Records Tumble But Everyone’s A Winner

15 Sep 2020

Records Tumble But Everyone’s A Winner

Ethan Brouw, with a time of 1:53.50 in the Open 800 metres; Jack Greaves, who threw 61.88 metres in the 16 years javelin; Sebastian Ghisso, who set a new mark of 10.94 seconds in the 15 years 100 metres and Luca Gillard, who broke the 14 years record for 3000 metres, running 9:01.00.

Lending credence to the theory that athletes compete primarily against themselves, Trinity students have set a swag of personal bests and School records, even without the incentive of CAS and national titles.

Of the 96 boys competing in the school championships at Sydney Olympic Park on Saturday, some 90 achieved personal bests and four set school records to breath inspiration into the pandemic-hit season.

“It was a fantastic turnout and a phenomenal achievement, considering there was no carrot for them at the end,” said CAS track and field manager Liz Murphy.

“They were really competing for themselves, and they were desperate to compete.

“They showed the motivation, drive and culture in our program.

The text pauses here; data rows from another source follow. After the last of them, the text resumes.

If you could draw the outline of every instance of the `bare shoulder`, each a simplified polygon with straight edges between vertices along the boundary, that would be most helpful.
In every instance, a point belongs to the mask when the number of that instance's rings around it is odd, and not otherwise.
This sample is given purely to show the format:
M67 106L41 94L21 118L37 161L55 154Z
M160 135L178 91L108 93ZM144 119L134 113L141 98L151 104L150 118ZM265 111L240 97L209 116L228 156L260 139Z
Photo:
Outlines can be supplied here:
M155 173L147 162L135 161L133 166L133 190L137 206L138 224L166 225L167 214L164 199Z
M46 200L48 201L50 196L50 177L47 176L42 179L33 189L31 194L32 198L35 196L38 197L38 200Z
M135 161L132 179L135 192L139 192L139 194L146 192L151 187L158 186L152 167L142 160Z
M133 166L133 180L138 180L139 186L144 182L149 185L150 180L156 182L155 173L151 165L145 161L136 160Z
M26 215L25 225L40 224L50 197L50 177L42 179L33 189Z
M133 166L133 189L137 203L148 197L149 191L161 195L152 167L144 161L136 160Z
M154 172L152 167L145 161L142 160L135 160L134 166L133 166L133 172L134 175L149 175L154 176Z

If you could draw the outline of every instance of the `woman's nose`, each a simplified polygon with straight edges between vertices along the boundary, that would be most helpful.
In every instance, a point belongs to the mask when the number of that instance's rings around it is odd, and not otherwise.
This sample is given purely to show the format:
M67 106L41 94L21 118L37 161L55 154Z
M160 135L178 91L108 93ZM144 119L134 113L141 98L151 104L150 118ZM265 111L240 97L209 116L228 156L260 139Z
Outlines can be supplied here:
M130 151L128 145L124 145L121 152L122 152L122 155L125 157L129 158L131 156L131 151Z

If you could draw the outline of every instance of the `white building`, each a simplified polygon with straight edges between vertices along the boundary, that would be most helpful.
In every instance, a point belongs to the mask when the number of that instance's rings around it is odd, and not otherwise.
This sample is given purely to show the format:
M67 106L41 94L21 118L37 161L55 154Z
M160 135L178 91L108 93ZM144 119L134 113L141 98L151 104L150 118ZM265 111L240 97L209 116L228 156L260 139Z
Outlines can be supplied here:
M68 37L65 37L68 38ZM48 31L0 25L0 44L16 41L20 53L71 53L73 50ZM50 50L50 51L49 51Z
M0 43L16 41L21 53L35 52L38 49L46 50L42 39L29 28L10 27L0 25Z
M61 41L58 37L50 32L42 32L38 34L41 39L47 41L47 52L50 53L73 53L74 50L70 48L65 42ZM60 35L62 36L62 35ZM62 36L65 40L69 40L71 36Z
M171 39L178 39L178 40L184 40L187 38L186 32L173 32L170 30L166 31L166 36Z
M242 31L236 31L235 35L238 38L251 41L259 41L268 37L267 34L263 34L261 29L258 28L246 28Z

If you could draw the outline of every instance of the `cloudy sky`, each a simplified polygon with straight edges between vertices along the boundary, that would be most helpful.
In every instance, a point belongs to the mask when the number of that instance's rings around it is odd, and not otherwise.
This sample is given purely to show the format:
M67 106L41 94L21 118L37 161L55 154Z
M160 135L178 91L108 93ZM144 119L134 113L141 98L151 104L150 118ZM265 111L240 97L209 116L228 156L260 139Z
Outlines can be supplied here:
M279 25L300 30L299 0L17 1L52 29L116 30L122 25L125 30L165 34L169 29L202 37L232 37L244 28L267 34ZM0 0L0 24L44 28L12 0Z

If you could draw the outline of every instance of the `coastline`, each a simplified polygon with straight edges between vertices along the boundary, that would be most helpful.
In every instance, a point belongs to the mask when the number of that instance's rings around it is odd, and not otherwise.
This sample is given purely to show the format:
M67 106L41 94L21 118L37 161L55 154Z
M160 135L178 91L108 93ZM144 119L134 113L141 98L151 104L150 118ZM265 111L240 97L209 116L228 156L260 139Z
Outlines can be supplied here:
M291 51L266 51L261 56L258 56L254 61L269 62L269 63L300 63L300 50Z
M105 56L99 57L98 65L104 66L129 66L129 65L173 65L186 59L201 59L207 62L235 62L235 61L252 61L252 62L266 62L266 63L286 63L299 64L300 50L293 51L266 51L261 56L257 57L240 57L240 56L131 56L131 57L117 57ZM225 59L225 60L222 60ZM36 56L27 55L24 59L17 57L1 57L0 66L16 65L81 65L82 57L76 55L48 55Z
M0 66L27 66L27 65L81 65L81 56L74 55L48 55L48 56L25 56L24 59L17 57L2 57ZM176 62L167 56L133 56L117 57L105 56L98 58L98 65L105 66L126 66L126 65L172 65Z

“Initially they were really disappointed (at the cancellation of major titles) but what impressed us was they way they rose above it and didn’t dwell on it.

“They still turned up to training in the cold and wet, even during exams.

“They showed such a good work ethic and mindset. That’s why our boys are some of the best in Australia.”

The record breakers were:

  • Ethan Brouw, with a time of 1:53.50 in the Open 800 metres;
  • Jack Greaves, who threw 61.88 metres in the 16 years javelin;
  • Sebastian Ghisso, who set a new mark of 10.94 seconds in the 15 years 100 metres;
  • Luca Gillard, who broke the 14 years record for 3000 metres, running 9:01.00.

Track and field director Andrew Murphy said in a normal year around 20 athletes would have gone on to compete in the national titles, adding: “That’s huge from one school.”

The titles continued the momentum generated by last year’s victory in the CAS championships and Trinity’s crowning as top school at an international meet in Croatia.

Head Master Tim Bowden said the performances bore testimony to the quality of the school’s athletes and the program led by Andrew Murphy and Liz Murphy in “this frustratingly truncated season”.

“It was wonderful to see so many of our young men delighting in the opportunity to run, jump and throw,” he said, “demonstrating the progress that they have made over the last 12 months through training and growth.”